Dear God, the idea of salvation through faith vs. works is still a difficult one for all of us. I am a big proponent of the idea that our brains are hard-wired by the age of three, meaning that whatever we know in the first three years is hard to change for the rest of our lives. In this case, for most of us, our parents expect us to perform in one way or another, rewarding good performance and disciplining bad performance. After three years of conditioning to this, how can we not expect the same of you.

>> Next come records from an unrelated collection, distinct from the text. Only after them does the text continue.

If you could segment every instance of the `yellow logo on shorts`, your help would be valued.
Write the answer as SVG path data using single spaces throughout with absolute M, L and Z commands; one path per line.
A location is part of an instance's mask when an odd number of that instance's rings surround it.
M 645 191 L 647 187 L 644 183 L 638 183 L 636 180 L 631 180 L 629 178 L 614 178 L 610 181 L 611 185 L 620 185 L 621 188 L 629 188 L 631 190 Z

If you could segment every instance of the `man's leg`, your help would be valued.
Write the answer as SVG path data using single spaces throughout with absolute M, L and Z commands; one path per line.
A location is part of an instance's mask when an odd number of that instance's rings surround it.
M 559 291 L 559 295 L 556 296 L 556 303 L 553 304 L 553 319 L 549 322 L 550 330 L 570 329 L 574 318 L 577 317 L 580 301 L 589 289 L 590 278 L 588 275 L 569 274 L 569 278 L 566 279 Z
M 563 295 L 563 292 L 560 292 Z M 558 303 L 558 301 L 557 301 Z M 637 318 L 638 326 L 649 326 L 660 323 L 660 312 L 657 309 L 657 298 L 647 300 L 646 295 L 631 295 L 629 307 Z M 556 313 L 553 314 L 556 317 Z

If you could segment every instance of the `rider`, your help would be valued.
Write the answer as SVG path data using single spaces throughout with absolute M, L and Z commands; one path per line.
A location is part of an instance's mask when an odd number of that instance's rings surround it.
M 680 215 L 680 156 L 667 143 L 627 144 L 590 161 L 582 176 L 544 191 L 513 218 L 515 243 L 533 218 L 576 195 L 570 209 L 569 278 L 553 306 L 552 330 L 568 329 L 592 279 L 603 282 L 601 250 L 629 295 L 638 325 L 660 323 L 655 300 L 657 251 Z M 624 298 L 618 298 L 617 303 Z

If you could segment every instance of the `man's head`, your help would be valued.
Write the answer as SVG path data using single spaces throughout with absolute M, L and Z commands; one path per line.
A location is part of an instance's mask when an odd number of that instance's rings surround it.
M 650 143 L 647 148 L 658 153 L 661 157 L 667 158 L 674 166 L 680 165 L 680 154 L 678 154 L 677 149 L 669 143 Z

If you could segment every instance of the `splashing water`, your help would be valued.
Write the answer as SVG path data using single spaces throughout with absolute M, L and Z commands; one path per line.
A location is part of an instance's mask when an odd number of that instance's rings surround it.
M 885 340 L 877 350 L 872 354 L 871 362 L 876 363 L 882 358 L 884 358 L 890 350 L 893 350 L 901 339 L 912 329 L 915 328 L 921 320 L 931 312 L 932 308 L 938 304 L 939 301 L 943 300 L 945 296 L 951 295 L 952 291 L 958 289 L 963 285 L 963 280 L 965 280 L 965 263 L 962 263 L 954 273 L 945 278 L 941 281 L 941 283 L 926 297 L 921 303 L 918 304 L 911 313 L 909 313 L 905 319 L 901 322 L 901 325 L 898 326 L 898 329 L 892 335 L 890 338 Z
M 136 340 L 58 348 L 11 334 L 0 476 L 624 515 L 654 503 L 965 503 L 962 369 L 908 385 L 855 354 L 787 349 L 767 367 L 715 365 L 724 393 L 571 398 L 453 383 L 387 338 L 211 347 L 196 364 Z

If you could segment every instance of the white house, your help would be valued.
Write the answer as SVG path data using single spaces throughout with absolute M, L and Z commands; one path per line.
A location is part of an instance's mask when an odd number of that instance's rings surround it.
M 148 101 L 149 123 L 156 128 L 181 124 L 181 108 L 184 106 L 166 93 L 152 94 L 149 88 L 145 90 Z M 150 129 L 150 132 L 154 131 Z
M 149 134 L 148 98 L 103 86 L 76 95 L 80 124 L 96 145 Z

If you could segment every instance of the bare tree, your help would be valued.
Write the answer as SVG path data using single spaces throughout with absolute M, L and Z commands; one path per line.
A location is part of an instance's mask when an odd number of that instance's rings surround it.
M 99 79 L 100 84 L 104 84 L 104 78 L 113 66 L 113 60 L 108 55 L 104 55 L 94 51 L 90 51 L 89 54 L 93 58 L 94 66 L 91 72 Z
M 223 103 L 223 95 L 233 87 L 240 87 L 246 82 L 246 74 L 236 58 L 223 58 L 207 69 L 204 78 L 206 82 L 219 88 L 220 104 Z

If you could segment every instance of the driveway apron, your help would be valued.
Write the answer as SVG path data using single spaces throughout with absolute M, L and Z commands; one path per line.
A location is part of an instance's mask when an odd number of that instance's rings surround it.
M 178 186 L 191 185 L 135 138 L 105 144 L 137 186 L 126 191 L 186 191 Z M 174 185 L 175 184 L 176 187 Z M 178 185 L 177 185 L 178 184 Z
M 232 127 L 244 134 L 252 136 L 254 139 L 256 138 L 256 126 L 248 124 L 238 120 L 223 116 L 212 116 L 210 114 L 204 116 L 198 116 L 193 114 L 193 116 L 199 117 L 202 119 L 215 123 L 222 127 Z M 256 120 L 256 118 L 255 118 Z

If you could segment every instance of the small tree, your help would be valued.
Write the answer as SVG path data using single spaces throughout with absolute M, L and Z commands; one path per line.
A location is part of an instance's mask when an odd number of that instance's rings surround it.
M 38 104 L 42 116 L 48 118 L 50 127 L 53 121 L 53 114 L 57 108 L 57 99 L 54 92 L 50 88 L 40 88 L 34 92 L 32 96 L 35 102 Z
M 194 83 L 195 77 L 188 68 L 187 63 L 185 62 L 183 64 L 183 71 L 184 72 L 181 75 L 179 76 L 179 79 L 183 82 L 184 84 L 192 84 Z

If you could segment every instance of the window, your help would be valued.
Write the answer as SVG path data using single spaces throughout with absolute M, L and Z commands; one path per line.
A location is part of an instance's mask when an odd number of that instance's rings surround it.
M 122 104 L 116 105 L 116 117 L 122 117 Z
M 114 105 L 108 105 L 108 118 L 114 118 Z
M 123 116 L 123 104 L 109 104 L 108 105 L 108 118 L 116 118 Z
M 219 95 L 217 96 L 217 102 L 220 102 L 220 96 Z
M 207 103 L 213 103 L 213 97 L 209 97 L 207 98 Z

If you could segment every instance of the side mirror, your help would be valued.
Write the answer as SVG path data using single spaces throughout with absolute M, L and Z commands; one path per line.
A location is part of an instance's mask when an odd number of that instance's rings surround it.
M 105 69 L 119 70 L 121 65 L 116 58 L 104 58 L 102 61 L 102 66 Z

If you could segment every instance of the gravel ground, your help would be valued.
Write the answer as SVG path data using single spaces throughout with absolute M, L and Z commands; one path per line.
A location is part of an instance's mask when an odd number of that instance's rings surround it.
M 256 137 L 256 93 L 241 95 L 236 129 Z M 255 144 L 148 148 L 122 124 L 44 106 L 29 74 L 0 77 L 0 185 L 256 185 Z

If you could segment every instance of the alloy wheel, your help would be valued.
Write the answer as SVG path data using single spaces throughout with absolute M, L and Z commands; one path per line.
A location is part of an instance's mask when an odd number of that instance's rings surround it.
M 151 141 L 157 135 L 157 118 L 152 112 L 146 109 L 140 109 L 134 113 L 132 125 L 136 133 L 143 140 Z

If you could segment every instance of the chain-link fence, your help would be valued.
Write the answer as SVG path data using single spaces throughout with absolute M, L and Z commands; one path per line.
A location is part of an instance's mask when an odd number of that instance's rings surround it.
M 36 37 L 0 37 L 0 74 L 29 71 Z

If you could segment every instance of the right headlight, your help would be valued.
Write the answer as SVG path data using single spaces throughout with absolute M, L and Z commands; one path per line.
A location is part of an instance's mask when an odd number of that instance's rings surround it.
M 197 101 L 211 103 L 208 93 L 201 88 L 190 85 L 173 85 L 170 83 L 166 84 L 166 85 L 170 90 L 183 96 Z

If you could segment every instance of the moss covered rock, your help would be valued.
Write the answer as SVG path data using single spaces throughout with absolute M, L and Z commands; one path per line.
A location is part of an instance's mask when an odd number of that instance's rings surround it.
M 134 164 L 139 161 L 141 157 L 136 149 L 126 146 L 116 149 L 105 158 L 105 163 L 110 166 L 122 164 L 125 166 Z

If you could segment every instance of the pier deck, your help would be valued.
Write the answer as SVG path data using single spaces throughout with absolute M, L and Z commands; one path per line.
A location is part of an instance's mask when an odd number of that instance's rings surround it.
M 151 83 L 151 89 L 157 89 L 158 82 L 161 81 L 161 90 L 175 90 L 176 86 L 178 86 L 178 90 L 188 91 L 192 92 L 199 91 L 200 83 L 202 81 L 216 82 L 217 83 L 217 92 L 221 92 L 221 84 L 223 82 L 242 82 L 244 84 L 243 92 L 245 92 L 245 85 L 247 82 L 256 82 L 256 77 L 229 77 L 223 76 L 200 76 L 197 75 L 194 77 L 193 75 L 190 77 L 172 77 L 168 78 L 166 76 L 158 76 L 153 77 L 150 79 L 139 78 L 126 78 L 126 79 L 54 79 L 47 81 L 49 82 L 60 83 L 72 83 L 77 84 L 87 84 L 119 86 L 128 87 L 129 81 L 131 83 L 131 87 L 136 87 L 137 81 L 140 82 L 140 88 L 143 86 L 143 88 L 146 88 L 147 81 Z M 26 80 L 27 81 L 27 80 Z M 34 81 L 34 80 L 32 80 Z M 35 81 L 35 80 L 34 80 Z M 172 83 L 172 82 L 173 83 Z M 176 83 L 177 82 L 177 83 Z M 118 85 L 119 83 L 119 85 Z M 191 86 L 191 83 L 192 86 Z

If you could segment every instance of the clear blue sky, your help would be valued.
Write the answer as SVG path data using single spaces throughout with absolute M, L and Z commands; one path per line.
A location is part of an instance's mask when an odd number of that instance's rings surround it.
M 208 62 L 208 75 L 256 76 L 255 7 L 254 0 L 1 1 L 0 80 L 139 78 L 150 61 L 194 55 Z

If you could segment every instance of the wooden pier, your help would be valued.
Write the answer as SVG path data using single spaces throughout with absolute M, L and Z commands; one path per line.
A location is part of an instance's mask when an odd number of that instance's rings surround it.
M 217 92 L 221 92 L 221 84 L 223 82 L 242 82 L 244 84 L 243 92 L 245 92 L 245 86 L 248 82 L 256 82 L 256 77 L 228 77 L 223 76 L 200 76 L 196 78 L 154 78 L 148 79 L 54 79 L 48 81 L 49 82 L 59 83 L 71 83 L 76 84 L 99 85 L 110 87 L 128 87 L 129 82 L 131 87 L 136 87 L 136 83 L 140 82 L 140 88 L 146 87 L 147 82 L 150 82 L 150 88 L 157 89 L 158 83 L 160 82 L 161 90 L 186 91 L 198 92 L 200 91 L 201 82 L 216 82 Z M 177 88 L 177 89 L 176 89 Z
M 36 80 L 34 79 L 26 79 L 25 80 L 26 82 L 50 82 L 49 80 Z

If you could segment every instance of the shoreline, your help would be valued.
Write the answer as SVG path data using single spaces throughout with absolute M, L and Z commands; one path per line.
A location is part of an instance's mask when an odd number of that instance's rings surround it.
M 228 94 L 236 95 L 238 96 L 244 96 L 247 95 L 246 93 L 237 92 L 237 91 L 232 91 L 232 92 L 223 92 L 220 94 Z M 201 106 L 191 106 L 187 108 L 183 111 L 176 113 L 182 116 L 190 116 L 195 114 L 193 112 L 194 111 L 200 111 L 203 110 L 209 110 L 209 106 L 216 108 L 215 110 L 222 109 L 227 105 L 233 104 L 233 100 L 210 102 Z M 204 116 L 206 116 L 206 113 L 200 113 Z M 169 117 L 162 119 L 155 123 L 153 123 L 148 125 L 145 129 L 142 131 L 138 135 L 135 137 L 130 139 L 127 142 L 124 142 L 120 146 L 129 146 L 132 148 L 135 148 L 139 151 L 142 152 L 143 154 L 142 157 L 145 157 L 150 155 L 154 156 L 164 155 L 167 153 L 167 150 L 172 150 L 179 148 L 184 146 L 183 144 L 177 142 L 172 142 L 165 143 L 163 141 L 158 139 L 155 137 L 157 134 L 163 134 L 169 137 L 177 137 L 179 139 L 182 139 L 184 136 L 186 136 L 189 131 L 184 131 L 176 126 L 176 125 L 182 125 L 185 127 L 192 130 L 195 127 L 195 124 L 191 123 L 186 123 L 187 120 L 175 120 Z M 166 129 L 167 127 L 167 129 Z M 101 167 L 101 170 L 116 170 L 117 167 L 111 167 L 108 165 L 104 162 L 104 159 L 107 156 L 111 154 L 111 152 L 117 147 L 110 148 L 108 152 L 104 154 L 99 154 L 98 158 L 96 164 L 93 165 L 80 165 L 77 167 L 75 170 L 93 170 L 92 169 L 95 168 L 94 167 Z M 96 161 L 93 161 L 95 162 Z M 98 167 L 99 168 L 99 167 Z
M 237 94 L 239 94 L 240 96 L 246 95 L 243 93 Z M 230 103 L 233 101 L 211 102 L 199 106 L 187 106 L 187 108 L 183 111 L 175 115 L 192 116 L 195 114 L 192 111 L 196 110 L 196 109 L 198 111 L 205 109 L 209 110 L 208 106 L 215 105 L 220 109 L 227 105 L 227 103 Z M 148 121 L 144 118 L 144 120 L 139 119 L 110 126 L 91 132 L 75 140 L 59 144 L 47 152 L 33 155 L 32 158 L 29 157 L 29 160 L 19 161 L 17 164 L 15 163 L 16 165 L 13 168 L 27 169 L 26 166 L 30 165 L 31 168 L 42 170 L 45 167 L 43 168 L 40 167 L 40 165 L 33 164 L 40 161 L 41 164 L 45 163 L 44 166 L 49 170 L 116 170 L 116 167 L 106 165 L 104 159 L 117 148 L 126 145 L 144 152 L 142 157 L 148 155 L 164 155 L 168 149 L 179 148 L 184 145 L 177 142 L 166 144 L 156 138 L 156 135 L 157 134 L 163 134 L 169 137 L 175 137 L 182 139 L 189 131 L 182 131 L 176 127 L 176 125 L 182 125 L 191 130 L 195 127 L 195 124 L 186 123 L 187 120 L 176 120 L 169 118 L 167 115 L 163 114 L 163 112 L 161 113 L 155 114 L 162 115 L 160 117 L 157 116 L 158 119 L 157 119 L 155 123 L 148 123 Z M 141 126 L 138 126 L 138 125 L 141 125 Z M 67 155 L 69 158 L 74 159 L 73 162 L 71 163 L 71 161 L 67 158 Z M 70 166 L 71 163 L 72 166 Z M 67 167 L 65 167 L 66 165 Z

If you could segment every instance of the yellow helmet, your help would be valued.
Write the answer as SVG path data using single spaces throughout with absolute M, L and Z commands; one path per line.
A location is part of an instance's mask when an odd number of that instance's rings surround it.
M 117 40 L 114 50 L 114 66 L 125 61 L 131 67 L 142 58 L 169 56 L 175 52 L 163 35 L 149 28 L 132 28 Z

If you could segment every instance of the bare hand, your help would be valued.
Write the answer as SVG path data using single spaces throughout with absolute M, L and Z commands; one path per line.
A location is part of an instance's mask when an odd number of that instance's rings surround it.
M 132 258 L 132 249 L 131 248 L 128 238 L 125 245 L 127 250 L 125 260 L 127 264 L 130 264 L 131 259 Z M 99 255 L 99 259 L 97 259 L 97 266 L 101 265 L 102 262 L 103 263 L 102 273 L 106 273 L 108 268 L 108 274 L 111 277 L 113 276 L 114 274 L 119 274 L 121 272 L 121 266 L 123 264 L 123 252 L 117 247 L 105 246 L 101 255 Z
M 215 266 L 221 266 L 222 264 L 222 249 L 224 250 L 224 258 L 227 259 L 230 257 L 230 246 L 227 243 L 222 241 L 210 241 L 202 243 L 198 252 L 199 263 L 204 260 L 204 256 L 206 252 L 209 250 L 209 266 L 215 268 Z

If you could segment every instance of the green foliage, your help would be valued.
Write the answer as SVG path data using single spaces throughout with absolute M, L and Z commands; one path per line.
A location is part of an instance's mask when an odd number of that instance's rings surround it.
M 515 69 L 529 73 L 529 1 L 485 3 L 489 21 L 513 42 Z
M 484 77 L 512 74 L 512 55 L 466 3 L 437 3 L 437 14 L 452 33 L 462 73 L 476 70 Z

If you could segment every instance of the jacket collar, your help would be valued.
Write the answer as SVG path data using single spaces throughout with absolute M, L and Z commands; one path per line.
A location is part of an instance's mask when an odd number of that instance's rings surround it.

The ministerial association asked me to preach at a community-wide Thanksgiving service in a few weeks. I’ve been thinking a lot about the topic I want to choose and what I want to say. My topic is going to be finding you in tragedy, and being thankful for what you do for us in the midst of strife. One of the ideas that will undoubtedly come up is whether or not you cause negative things in our lives or simply work through them when they happen. Do you reward and discipline us based on our behavior, or simply pour out your blessings continuously, supporting us in the difficult times as well as the good—they just look different. I hadn’t thought about it before, but I think this verse will work as one of the verses I will use. It reminds us that our relationship with you has little to do with works because you simply cannot tolerate the best of us without grace.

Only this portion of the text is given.